第6週3日目、大統領と文部科学大臣が和室に入ってきた。


大統領:「今日は何が変わったかな?」


文部科学大臣:「いやあ、先生、お邪魔します。」


私:「ようこそおいで下さいました。」


二人が席に座り、私は主菓子を勧めて、濃茶の平点前を始めた。


大統領:「釜が少し丸くなった気がする。」


私:「さすがは大統領。よくお気づきで。これは与次郎作の阿弥陀堂釜です。」


大統領:「ああ、一昨日話した釜だね。」


私:「よく覚えておいでですね。その通りです。この阿弥陀堂釜の口造りを見てください。通常よりかなり広口になっていると思います。」


大統領:「『巧みている』道具は侘び数寄道具じゃないんだったね。」


文部科学大臣:「私にも、その話、聞かせてください、先生。
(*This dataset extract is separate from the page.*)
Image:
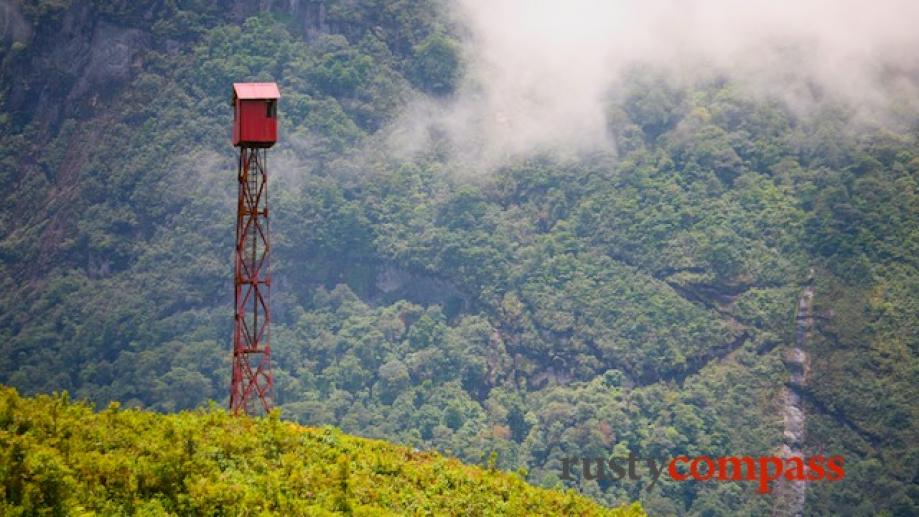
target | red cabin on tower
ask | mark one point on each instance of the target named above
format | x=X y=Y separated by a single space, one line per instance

」


大統領:「先生、話してあげて。」


私は、先日話した阿弥陀堂の2つの釜の話をした。

その後、大統領に濃茶を出し、大統領が一口飲んだ。


私:「お服加減は?」


大統領:「大変結構でございます。阿弥陀堂の釜の話、文部科学大臣、分かったかな?」


文部科学大臣:「なぜ大統領が得意そうに言われるのですか?」


大統領:「先生、他に逸話はないの?」


私:「この阿弥陀堂釜の名前、由来がいくつもあります。有馬(ありま)温泉(おんせん)の阿弥陀堂の僧に頼まれて作ったとか、同じ阿弥陀堂の住職の頭の形が面白いから考え付いたとか、阿弥陀堂の庭で秀吉を招いた茶会に用い秀吉が称賛した釜だからといった感じですね。」


大統領:「頭の形が面白いという話、もう少し詳しく教えてよ。」


私:「『摂津名所図会(せっつめいしょずえ)』にある逸話ですね。


(ひで)(よし)(こう)当院に遊び給ふ(たまう)時、住職(じゅうしょく)澄西(ちょうぜい)和尚(おしょう)形容(けいよう)異体(いたい)にして、顔大きく(いの)(くび)なり。利休に命じ、葦屋(あしや)鋳物師(いものし)()して、澄西和尚が首の形に釜を()さしめ(たま)ふ。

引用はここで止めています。